The American has been handed a manageable draw in which she will not have to face a seed until at least the third round, where China’s Qiang Wang, the same player she breadsticked at the US Open last September, could await.

Former Australian Open semi-finalist Johanna Konta is expected to loom in the round of 16; it was the Sydney-born Brit who handed the 38-year-old her worst career defeat at San Jose in 2018, winning just one game in a 6-1, 6-0 defeat.


Beyond that, a potential quarter-final clash against her US Open nemesis Naomi Osaka could eventuate, while the stakes will be high should the American advance to a semi-final against local favourite Ashleigh Barty thereafter.

Second seed Karolina Pliskova or reigning Wimbledon champion Simona Halep could then await the American in the championship match, should she get that far.
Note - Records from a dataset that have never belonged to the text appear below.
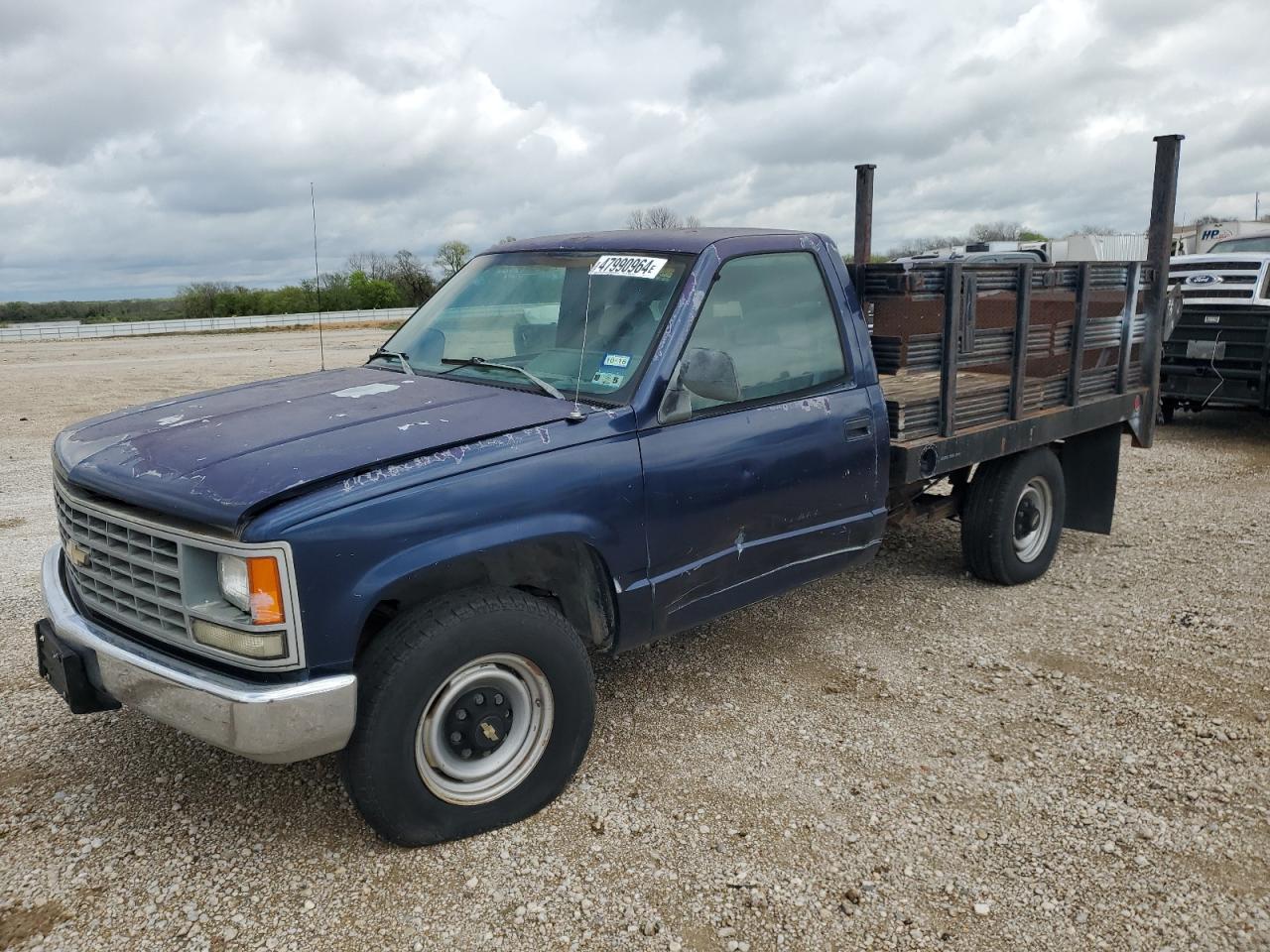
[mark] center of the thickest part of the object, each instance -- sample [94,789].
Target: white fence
[182,325]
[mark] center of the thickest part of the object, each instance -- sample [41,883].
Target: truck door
[779,485]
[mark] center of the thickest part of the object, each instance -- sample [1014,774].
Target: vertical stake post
[864,225]
[1019,359]
[1160,238]
[952,349]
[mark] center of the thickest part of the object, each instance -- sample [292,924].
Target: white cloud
[148,145]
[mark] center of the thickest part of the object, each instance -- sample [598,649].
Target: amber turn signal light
[266,590]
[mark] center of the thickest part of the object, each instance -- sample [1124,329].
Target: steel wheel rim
[1034,517]
[484,777]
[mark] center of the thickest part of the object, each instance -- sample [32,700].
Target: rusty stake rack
[1111,376]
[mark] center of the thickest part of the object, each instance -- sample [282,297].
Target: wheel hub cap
[1034,518]
[484,730]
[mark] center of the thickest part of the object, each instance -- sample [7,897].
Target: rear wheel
[474,711]
[1012,517]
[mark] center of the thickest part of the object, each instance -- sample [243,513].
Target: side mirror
[707,373]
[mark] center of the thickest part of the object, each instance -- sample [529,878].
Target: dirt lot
[901,758]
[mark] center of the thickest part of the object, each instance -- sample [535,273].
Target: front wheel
[1012,517]
[474,711]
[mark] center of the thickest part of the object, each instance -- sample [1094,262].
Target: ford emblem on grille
[79,556]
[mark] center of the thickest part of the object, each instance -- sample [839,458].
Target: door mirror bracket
[701,371]
[677,403]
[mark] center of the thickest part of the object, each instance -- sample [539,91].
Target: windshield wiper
[481,362]
[395,356]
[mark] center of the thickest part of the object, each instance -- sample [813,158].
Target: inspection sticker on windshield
[627,266]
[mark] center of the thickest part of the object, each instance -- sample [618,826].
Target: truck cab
[1218,353]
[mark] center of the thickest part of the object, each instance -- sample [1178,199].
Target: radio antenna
[321,348]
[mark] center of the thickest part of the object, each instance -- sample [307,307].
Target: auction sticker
[627,266]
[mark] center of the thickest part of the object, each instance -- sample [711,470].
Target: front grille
[126,574]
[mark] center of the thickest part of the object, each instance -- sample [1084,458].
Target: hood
[214,457]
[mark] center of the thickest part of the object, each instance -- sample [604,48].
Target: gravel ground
[897,758]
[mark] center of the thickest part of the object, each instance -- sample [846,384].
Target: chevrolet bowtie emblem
[79,556]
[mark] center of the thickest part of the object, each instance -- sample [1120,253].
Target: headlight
[254,585]
[248,644]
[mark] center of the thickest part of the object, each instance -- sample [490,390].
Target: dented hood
[214,457]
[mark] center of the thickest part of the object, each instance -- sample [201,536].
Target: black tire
[991,516]
[412,661]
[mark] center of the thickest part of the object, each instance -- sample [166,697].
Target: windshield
[548,312]
[1241,245]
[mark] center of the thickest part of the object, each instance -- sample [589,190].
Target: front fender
[348,558]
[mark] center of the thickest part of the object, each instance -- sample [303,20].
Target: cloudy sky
[145,145]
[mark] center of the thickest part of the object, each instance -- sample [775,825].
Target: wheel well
[567,571]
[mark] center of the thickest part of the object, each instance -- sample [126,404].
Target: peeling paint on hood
[213,457]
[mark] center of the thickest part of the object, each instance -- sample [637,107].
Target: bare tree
[996,231]
[451,257]
[412,277]
[659,217]
[372,264]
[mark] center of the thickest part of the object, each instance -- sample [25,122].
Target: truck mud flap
[1091,463]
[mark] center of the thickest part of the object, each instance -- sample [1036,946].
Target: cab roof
[668,240]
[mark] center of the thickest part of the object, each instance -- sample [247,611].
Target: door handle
[857,428]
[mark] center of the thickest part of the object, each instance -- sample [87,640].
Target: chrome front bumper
[271,722]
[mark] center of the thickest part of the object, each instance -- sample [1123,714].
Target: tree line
[368,280]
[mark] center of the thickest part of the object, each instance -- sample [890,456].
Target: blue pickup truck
[578,444]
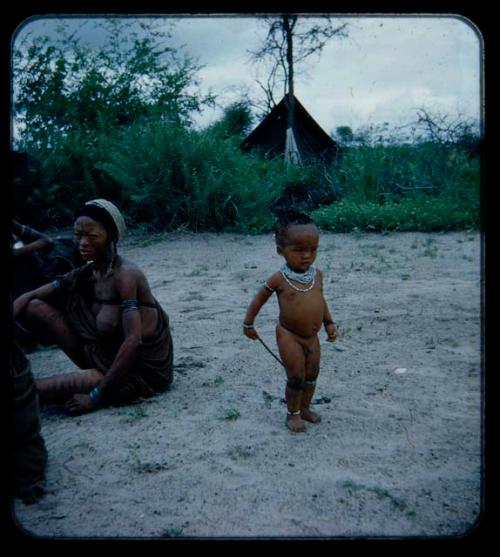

Here is the list of opponents Serena Williams may have to beat to win an eighth Australian Open title:

Round 1: Anastasia Potapova (RUS)
Round 2: Tamara Zidansek (SLO)
Round 3: [27] Qiang Wang (CHN)
Round 4: [12] Johanna Konta (GBR)
Quarter-final: [3] Naomi Osaka (JPN)
Semi-final: [1] Ashleigh Barty (AUS)
Final: [2] Karolina Pliskova (CZE)

Prediction: champion.

Also watch out for: Simona Halep, Elina Svitolina, Petra Kvitova.


Notable absentees: Bianca Andreescu, Victoria Azarenka.

Other: This will be Caroline Wozniacki’s final tournament before she retires from professional tennis at the end of this month. She is unseeded and will face Kristie Ahn in the first round.

The Australian Open gets underway this Monday, with the women’s top half (led by Ashleigh Barty and Serena Williams) and the men’s bottom half (Novak Djokovic and Roger Federer) in action.

The women’s bottom half (Karolina Pliskova and Simona Halep) and men’s top half (Rafael Nadal and Dominic Thiem) matches will start on Tuesday.